Structural comparison between MmApi and BT1012 GH140 enzymes. A Superposition of MmApi_chainC (catalytic domain in green and AM in dark green) with BT1012_chainA (catalytic domain in orange and AM in light orange) confirms the structural similarity between them. B The core of the active-sites are practically identical, leading to the determination of the catalytic residues as D177 and E265 in MmApi. The exceptions are residues whose side-chains are positioned in the same area and are not chemically distant. C The loops L1 to L4 that shape the binding-cleft of MmApi and BT1012 are different in length and position. D For MmApi (green), the loops block the binding-cleft at one side (left side in the image) and leave the other wide open (right side in the image). On the other hand, BT1012’s loops has an opposite effect, leaving the former side open (left side in the image) and blocking the other (right side in the image)
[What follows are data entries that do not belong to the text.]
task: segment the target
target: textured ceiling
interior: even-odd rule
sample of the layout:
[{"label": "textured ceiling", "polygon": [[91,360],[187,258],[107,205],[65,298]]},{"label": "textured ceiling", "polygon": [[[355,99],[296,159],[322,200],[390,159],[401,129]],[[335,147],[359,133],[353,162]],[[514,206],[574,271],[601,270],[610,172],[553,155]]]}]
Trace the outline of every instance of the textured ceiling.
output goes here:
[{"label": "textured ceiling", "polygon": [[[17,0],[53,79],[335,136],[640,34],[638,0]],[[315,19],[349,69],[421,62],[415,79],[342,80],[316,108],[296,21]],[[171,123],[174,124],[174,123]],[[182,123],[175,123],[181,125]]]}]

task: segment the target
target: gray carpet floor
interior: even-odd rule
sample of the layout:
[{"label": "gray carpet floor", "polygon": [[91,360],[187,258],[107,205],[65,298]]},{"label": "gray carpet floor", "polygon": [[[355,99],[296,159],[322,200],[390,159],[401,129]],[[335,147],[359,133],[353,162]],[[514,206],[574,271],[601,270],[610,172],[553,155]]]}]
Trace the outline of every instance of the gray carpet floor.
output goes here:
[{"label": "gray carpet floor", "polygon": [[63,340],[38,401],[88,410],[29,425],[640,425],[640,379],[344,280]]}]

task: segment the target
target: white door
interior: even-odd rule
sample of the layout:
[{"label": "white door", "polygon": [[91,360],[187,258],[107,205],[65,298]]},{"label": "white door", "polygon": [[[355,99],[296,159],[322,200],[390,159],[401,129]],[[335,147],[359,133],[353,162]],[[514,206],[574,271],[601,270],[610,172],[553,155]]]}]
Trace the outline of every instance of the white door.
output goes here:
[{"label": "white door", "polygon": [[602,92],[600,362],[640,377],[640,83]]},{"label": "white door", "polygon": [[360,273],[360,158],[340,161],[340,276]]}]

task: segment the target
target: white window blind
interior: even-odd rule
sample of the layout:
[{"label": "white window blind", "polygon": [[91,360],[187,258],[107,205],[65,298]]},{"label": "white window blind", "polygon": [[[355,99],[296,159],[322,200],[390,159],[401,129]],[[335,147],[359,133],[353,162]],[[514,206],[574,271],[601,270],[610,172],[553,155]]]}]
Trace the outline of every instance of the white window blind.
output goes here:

In summary, these structural characteristics suggest that MmApi and BT1012 can perform the same catalytic mechanism but have different substrate specificities. BT1012 showed the highest activity against GalA-Api-Rha, with a tenfold decrease against methylated GalAmet-Api-Rha (Ndeh et al. 2017). Moreover, it is still active with higher polymeric oligosaccharides extending from Rha, which possibly occupy the open side of the catalytic cleft. Interestingly, BT1012 had no activity when arabinofuranose (Araf) was linked to the GalA residue due to steric clash with the blocked side of the catalytic cleft.

It is possible to hypothesize that MmApi activity is restricted to substrates with a lower degree of polymerisation that comes after the apiose monosaccharide due to steric impairment caused by loop L1, and is more permissive to substrates with a higher polymeric degree before apiose. To determine the enzymatic activity of this newly described apiosidase enzyme, alternative approaches, such as high-throughput screening of secondary metabolites, pigments, and plant aromas, or purification of oligosaccharides with varying structures, could be pursued.

MmApi is the second enzyme of the GH140 family to be structurally described and, according to its different features, could potentially be a novel tool for other researchers interested in studying the physiology and structure of plant cell walls, as well as for the development of drugs and flavors.